Of course, things can and do go wrong. I had two annoying experiences that I had to deal with—one which was (relatively) minor, the other which could've been quite a disaster!

Eye-Fi Failure (Flaky Connections)

Eye-Fi Pro X2 in D7000 2nd slotI was having some interesting problems with my Eye-Fi Pro X2 SD card during the full Saturday of shooting that were tough to fix; the major problem was a 'write error' bug that seemed to crop up every 200-300 shots. The card would not allow any further writing until I ran back to the computer, dumped off the photos, and formatted it in-camera.

Well, one of the times I formatted the card in my laptop instead of the camera, and I think the card lost some of its proper WiFi settings, because I couldn't get it to connect to the Internet through my iPhone anymore. It took an hour or two of debugging and plugging, unplugging, formatting, etc. before I could get it to work reliably in my D7000.

But, during that time, I switched over to using a second normal SD card while shooting, still with JPEGs, so I could quickly upload them to Flickr (albeit, manually) when I ran back to my laptop.

It was annoying, but after I got the card fixed again, not too much of a bother.

Memory Failure (Formatting woes)

These are the mistakes for which you really need to watch out! I purposely follow a very routine workflow when I dump pictures to my computer, and if I get interrupted, I can easily forget which card is active, which card I can format and re-use, etc.

One time, when I was concentrating on a conversation with someone else while importing, I mistakenly placed the wrong SD card in my camera's number 1 slot and hit the 'Format' button, erasing about 60 RAW pictures from a pretty important event that I hadn't yet imported.

Of course, I still had the JPEGs on the Eye-Fi, but having the RAW files for this particular event was important, because the contrast required post processing and some color balancing (which are a pain on lossy JPEGs).

SD and CF Flash Memory Cards in pile
You never know which one will fail next! (D7000, 17-55mm DX, ISO 1600, f/2.8, 1/50)

Luckily, I realized what I did right away, and quickly pulled the card from the camera (after the format), and set it on the desk with a label of 'DO NOT USE'. You see, when you format a memory card, the actual files aren't written over/removed, just the references on the card's file system. So, knowing that I could later come back and restore the files (hopefully—nothing's a given when it comes to file recovery!), I set down the card with the hope of restoring the photos I just formatted later. (If I would've used the card again, the missing files would've been written over, irrecoverable forever).

When I finally had time to restore the photos, I was going to re-purchase an app like PhotoRescue, which I had sucessfully used from time to time to restore photos.
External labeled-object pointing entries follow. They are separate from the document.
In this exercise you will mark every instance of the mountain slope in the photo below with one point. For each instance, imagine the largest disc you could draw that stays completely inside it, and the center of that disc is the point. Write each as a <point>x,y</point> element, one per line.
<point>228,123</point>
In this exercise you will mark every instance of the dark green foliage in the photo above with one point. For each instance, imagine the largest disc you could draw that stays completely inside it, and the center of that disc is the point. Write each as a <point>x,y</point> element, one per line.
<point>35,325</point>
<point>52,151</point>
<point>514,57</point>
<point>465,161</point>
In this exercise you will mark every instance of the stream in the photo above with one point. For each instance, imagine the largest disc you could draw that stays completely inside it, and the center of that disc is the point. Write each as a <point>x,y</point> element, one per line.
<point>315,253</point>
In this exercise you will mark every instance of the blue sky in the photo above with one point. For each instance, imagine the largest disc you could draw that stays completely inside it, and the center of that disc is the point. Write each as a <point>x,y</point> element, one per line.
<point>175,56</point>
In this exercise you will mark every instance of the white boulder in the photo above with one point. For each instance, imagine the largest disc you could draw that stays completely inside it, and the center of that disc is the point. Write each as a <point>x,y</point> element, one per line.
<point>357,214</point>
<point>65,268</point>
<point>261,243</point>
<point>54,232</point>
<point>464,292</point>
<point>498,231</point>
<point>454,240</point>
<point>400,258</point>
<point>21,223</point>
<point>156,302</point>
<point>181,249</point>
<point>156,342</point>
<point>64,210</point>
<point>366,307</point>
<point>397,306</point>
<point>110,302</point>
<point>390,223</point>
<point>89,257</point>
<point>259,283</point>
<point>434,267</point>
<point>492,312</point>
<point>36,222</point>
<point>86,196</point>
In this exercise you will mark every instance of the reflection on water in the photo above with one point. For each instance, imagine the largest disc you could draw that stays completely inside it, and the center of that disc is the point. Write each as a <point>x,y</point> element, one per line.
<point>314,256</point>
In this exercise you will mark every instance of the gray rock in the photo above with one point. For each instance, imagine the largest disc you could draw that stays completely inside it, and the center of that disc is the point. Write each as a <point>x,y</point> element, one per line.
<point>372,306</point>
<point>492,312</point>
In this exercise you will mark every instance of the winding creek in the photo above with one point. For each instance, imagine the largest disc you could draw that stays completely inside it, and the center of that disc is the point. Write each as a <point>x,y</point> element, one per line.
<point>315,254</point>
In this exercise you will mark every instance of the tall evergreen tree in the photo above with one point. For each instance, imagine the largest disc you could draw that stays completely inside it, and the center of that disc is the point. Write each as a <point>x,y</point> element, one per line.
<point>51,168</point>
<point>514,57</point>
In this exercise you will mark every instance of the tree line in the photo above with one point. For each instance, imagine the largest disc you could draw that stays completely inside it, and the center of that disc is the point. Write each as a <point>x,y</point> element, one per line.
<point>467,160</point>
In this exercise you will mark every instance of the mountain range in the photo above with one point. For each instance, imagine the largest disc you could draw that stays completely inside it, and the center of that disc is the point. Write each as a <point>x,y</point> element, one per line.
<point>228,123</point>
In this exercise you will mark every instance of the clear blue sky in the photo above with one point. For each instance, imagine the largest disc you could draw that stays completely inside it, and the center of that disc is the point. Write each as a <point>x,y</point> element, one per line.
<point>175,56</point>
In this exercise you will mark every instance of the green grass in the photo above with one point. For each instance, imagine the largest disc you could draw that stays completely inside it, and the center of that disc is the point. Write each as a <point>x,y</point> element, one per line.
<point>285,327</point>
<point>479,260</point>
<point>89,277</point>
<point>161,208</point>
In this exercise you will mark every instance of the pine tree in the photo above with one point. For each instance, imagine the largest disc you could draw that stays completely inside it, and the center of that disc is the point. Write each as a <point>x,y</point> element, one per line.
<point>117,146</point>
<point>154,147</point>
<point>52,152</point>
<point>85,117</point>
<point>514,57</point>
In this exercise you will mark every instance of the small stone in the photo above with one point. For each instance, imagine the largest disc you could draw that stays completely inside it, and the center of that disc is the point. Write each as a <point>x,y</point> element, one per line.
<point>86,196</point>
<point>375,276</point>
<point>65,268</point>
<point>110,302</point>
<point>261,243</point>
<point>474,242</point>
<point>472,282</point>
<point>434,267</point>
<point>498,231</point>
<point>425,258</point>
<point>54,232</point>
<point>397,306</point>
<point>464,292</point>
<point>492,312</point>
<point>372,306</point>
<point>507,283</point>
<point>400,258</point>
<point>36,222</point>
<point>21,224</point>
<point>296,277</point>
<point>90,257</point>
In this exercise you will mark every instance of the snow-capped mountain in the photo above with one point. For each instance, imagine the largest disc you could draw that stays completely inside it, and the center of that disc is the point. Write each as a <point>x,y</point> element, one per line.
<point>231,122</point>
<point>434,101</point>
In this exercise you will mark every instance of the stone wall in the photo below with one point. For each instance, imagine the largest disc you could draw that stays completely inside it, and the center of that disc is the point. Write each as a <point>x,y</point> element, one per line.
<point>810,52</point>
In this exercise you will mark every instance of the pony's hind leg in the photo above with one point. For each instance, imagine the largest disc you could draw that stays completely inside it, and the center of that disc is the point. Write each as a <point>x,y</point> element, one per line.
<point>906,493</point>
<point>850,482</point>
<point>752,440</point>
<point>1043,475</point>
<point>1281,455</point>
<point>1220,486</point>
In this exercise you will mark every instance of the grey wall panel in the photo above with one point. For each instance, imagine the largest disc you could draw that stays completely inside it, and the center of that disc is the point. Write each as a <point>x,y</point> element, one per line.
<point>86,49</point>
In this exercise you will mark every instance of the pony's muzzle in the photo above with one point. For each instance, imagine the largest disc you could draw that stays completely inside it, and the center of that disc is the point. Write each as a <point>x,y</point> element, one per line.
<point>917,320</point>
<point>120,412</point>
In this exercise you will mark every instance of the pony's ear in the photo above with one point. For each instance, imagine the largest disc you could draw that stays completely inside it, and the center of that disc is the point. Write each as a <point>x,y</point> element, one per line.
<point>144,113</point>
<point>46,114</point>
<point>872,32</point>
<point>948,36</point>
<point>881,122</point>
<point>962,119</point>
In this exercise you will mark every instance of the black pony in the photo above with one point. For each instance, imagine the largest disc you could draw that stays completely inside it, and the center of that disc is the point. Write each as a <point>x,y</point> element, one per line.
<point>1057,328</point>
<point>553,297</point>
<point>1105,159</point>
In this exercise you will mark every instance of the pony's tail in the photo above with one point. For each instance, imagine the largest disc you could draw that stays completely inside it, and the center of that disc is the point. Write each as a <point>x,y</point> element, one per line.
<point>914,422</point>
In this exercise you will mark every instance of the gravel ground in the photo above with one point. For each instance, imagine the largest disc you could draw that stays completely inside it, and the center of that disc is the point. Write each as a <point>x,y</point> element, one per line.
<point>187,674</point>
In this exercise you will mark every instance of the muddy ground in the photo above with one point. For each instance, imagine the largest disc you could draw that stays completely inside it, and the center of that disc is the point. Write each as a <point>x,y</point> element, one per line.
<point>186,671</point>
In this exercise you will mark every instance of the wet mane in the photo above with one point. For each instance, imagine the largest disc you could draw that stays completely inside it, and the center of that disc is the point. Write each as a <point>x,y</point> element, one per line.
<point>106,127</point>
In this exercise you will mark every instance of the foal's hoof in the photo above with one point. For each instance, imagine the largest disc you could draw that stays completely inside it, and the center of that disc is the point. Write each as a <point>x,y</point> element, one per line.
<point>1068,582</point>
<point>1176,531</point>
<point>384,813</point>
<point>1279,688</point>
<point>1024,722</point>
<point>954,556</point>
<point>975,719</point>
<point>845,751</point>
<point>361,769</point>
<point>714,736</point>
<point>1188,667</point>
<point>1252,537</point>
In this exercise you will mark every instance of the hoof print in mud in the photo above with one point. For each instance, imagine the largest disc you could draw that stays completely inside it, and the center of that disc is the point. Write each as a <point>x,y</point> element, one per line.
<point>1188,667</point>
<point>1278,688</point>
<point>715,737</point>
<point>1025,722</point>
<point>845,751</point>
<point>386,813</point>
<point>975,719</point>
But, since I am comfortable working with lower-level tools, and knew there had to be an open source solution to this problem, I dug around and found the excellent tool PhotoRec, which is GPL-licensed, but requires some knowlege of using the command line (tutorial coming soon!). No problem, though, and after scrubbing the SD card, it came up with every missing photo in the .nef/RAW format. Very nice!

Lessons Learned

I wouldn't be a very smart photographer if I didn't try to change my ways to make things better after having these two problems. I've decided to try to (within reason) have enough memory cards so I can shoot an entire event/weekend without needing to format any—and then at the end of the event, after all photos have been processed, I can wipe the cards.

I can't do much about the Eye-Fi troubles I was having, but I can simply hope that Eye-Fi improves its software so it's not quite as fickle, and Nikon and other camera manufacturers work on better solutions for photo storage, transfer, and backup in the camera bodies themselves.

Besides these two problems, I didn't really have a stressful weekend—but much of that was because I came prepared for the worst! Always do the same, and your photography experiences will be more enjoyable.